The Pharmaceuticals and Medical Devices Agency (PMDA) guidance expansion in 2018 has helped to enhance the relevance of scientific rigor of the research. In particular, this expansion has fostered discussions between PMDA and pharmaceutical companies from the design stage of studies to provide an external source of expertise, revealing the need of specific educational programs [38].

Finally, following the recent outbreak of the coronavirus disease 2019 (COVID-19) pandemic, the Japanese government has communicated the importance of promoting RWD collection to stimulate drug development and approval processes. For example, a recent study using MDV showed a sharp drop in asthma-related hospitalizations during the COVID-19 pandemic and brought to light the importance of patient behavior and environmental factors for asthma patients [39].

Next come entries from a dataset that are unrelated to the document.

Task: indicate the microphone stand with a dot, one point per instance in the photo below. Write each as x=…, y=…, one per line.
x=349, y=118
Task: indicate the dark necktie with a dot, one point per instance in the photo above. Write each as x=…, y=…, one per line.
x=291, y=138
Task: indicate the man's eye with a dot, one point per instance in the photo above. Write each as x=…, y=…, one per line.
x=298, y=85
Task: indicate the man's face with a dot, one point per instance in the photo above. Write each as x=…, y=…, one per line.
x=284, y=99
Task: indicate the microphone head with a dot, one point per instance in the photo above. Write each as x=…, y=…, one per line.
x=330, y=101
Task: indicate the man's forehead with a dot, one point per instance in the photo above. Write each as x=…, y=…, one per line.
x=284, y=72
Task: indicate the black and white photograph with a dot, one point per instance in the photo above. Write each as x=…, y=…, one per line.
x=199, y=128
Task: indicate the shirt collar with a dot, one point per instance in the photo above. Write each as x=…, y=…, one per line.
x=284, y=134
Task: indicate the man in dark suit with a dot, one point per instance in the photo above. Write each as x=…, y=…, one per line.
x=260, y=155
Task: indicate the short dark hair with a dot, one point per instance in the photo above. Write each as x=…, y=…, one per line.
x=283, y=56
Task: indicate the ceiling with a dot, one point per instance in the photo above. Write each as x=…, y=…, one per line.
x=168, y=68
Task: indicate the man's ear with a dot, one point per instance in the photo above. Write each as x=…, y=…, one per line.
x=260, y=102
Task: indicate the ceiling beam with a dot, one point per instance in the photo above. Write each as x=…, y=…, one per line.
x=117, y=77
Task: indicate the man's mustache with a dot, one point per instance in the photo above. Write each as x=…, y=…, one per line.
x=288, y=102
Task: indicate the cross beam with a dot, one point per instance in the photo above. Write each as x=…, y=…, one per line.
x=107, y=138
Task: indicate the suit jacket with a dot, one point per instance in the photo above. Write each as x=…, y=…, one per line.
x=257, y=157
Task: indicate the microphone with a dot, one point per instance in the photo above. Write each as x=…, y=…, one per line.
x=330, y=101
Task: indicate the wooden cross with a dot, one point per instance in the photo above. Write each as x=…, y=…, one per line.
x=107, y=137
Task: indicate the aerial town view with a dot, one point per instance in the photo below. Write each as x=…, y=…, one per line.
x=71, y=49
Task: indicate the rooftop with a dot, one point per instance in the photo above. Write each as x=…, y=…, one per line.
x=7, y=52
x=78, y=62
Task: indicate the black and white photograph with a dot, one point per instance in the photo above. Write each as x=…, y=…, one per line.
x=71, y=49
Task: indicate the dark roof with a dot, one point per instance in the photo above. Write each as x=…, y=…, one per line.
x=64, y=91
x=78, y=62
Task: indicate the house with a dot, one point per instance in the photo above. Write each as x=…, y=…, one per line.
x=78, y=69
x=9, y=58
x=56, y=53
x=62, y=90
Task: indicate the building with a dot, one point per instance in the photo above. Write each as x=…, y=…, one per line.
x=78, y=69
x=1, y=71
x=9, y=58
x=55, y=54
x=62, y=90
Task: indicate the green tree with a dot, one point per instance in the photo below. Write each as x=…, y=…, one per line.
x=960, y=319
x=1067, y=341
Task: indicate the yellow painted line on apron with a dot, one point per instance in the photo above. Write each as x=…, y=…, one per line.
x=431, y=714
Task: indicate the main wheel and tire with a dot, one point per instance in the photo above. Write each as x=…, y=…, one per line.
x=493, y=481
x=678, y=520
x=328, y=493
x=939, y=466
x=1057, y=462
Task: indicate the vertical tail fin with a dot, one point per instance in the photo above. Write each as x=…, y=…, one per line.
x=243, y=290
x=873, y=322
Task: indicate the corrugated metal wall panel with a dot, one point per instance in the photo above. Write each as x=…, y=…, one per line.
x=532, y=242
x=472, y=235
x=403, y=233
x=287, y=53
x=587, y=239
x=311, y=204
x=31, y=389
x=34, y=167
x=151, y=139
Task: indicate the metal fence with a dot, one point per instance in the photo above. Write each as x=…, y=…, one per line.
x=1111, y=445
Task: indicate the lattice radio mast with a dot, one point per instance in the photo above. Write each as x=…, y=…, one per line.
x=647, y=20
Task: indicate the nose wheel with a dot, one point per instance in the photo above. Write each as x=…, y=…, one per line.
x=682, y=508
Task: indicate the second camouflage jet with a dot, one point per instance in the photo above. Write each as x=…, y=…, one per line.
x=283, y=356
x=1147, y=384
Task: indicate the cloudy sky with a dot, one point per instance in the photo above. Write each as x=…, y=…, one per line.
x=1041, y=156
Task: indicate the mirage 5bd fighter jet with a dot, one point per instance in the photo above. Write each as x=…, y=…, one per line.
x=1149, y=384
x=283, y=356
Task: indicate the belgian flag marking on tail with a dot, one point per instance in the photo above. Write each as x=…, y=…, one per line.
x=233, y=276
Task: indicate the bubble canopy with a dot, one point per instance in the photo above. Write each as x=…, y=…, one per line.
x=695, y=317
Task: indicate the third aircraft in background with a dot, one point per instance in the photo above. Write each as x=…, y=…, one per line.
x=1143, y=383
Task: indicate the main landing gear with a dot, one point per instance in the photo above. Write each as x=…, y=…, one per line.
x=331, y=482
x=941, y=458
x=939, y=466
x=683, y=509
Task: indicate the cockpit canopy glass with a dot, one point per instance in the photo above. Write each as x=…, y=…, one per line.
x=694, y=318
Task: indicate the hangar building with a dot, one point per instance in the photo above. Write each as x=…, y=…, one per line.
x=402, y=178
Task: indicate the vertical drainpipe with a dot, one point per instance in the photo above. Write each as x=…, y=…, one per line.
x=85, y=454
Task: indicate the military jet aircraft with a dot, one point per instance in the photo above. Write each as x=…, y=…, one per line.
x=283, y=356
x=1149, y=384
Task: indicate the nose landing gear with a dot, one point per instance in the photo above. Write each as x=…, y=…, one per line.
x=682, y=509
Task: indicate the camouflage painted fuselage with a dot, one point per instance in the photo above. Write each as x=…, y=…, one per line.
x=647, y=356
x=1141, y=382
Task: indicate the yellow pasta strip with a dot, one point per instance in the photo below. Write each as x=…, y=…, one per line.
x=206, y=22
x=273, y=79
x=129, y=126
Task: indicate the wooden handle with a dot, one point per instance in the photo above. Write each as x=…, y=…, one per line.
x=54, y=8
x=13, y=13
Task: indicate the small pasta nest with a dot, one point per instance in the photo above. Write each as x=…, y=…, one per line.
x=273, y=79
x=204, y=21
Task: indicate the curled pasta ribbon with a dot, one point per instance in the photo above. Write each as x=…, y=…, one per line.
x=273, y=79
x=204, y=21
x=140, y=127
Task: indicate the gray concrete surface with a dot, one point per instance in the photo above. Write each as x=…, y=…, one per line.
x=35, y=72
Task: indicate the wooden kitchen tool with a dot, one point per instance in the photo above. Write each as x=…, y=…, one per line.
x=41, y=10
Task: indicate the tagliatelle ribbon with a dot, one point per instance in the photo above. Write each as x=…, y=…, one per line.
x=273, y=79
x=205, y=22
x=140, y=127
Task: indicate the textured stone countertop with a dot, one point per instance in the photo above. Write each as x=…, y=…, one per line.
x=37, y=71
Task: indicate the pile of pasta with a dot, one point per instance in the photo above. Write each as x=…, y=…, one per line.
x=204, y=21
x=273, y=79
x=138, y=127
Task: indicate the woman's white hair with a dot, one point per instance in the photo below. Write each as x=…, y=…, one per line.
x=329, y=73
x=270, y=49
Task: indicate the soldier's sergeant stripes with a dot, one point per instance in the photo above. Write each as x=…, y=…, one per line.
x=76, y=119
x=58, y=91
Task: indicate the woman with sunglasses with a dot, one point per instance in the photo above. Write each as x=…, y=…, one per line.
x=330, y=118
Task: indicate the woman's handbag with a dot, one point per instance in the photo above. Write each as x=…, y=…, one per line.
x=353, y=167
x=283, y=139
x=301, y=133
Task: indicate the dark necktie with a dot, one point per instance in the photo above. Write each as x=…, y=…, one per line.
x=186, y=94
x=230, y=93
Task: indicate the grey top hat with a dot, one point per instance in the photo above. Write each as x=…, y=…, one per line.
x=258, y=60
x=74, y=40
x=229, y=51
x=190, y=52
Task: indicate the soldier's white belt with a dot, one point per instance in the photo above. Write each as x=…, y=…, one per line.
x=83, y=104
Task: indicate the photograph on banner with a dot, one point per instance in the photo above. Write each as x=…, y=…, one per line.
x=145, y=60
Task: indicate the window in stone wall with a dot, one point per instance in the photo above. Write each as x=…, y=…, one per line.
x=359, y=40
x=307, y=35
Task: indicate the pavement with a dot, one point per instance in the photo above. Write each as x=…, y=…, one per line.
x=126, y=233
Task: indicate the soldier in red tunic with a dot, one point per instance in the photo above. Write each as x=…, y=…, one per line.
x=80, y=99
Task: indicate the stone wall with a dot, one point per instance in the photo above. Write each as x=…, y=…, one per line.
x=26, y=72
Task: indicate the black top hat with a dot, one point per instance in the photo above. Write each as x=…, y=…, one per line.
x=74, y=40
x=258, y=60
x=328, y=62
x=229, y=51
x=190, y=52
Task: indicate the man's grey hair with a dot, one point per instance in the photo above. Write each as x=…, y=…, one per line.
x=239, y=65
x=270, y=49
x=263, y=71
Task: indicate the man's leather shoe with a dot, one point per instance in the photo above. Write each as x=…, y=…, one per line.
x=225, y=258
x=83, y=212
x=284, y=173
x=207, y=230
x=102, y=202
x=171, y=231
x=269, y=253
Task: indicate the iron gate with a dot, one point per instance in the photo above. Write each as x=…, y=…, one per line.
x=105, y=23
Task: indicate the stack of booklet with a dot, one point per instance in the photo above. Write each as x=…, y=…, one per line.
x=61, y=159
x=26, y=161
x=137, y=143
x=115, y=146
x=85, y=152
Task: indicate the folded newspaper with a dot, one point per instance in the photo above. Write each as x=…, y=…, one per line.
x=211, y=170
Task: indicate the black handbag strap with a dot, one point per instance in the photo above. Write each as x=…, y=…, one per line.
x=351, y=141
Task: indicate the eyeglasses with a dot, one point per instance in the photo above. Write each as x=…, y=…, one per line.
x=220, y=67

In conclusion, although several data sources are available to conduct real-world research in Japan, MDV and JMDC are the main data sources that have been used by the pharmaceutical industry. Japan is the third-largest spender in health expenditure after the USA and China, and hence, growing interest in generating Japanese real-world evidence is present, especially for assessment of treatment patterns and healthcare resource utilization, though MDV and JMDC can be leveraged for other types of RWD studies. However, the importance of a careful assessment of each database’s strengths and the need for sufficient knowledge on Japan’s unique healthcare system were noted, especially at the study design stage. For this reason, the way that care is provided to patients differs from that in Western countries, and thus, it is particularly important to understand the differences that could be impactful on study design and interpretation, in particular, through collaboration with local researchers.